Lianfa Li, Mariam Girguis, Frederick Lurmann, Nathan Pavlovic, Crystal McClure, Meredith Franklin, Jun Wu, Luke Oman, Carrie Breton, Frank Gilliland, RIMA HABRE, University of Southern California

Abstract Number: 136
Working Group: Satellite-Data and Environmental Health Applications

Abstract
Introduction: Estimating PM_2.5 concentrations and their prediction uncertainties at a high spatiotemporal resolution is important for air pollution health effect studies. This is particularly challenging for California, with highly variable natural and anthropogenic emissions, meteorology, topography and land use.

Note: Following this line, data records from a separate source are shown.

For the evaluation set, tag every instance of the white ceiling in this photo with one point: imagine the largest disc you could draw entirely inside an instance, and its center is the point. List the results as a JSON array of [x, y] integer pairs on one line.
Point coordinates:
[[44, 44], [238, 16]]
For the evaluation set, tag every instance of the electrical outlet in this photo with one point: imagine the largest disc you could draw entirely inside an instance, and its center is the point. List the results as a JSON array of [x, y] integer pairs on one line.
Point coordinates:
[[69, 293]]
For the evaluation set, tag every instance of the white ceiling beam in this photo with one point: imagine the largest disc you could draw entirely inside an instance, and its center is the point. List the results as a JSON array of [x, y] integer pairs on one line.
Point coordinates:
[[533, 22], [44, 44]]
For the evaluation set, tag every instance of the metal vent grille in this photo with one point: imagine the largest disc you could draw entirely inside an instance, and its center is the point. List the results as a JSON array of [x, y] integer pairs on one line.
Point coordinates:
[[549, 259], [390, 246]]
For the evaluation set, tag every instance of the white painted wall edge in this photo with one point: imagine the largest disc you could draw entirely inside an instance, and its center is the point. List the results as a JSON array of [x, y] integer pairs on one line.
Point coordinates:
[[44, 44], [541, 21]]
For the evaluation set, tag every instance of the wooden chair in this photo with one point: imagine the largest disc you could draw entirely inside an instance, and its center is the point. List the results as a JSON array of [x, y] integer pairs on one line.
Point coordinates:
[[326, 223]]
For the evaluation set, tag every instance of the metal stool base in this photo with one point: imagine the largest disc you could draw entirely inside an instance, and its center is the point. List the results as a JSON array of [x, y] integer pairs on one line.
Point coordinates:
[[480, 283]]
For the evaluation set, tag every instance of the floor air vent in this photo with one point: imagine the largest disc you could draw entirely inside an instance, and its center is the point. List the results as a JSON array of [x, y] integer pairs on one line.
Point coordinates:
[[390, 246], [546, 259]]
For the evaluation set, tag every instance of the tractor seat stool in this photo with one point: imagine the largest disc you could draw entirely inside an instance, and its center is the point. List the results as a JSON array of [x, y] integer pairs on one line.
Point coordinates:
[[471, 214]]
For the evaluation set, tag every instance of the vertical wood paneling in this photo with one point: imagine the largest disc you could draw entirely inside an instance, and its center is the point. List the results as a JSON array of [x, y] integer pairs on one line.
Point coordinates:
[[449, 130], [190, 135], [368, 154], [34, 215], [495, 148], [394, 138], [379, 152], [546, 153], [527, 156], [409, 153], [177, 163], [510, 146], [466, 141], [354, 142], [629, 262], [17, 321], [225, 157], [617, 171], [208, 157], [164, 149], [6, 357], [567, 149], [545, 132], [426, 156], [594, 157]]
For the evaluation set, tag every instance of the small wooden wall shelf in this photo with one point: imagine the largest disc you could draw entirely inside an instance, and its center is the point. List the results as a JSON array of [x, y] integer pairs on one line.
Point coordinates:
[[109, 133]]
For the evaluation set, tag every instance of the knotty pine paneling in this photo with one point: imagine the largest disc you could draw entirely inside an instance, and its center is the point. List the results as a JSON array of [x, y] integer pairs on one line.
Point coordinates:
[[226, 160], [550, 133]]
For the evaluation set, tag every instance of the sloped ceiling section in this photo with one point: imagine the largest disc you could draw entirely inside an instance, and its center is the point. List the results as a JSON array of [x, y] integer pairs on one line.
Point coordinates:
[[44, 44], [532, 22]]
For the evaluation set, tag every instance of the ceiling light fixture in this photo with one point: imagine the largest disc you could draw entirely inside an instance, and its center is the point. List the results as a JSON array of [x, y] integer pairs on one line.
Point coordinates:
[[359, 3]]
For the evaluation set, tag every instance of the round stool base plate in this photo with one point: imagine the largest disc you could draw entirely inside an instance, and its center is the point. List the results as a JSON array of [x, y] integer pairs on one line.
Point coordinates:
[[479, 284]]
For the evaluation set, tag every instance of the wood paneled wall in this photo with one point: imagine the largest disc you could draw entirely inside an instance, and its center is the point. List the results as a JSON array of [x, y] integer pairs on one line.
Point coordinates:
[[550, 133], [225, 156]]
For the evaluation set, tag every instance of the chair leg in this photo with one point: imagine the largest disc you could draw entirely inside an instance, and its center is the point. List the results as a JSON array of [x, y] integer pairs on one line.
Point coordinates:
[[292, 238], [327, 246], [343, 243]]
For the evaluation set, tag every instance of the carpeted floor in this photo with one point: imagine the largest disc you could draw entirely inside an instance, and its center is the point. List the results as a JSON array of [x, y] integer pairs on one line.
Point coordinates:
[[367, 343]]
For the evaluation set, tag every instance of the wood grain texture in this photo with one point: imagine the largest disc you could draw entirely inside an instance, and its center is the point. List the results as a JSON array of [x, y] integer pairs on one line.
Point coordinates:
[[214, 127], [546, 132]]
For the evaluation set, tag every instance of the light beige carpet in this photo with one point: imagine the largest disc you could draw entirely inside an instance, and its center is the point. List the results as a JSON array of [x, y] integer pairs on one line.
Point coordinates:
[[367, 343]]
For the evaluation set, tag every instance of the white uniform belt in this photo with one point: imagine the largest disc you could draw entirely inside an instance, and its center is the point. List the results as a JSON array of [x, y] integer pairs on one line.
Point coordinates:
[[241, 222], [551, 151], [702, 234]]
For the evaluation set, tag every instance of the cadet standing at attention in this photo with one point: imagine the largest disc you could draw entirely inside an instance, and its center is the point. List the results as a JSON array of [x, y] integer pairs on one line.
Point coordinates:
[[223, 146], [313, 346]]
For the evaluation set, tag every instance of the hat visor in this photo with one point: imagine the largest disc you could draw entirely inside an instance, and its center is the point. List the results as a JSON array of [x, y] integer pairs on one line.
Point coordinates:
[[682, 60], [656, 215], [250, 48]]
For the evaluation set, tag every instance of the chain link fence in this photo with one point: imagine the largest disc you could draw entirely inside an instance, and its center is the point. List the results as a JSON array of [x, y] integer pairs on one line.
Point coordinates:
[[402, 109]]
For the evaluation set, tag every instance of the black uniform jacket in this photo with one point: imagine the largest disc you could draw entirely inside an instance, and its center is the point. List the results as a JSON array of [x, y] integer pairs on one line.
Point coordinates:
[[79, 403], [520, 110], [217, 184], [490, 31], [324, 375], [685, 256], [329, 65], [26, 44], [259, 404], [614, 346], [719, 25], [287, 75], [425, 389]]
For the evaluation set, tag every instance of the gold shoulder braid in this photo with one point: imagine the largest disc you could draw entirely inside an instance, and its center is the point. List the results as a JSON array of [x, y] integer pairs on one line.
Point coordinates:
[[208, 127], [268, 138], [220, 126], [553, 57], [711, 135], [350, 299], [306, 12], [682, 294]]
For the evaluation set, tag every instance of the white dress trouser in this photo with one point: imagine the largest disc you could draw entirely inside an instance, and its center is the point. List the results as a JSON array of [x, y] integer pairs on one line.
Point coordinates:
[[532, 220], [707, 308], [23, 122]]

Methods: Using ensemble-based deep learning with big data fused from multiple sources we developed a PM_2.5 prediction model with uncertainty estimates at a high spatial (1km x 1km) and temporal (weekly) resolution for a 10-year time span (2008-2017). Data sources included remote sensing data (MAIAC aerosol optical depth (AOD), normalized difference vegetation index, impervious surface), MERRA-2 GMI Replay Simulation (M2GMI) output, wildfire smoke plume dispersion estimates (HYSPLIT and MODIS fire radiative power), meteorology, land cover, traffic, elevation, and spatiotemporal trends (geo-coordinates, temporal basis functions, time index). Missing MAIAC AOD observations were imputed and adjusted for relative humidity and vertical distribution.
Results: Ensemble deep learning to predict PM_2.5 achieved an overall mean training RMSE of 1.54 μg/m3 (R²: 0.94) and test RMSE of 2.29 μg/m3 (R²: 0.87). The top predictors included M2GMI carbon monoxide mixing ratio in the bottom layer, temporal basis functions, spatial location, air temperature, MAIAC AOD, and PM_2.5 sea salt mass concentration. In an independent test using three long-term AQS sites and one short-term non-AQS site, our model achieved a high correlation (>0.8) and a low RMSE (<3 μg/m3). Statewide predictions indicated that our model can capture the spatial distribution and temporal peaks in wildfire-related PM_2.5. The coefficient of variation indicated highest uncertainty over deciduous and mixed forests and open water land covers.

Conclusion: Our method can be generalized to other similarly complex regions. Prediction uncertainty estimates can also inform further model development and measurement error evaluations in exposure and health studies.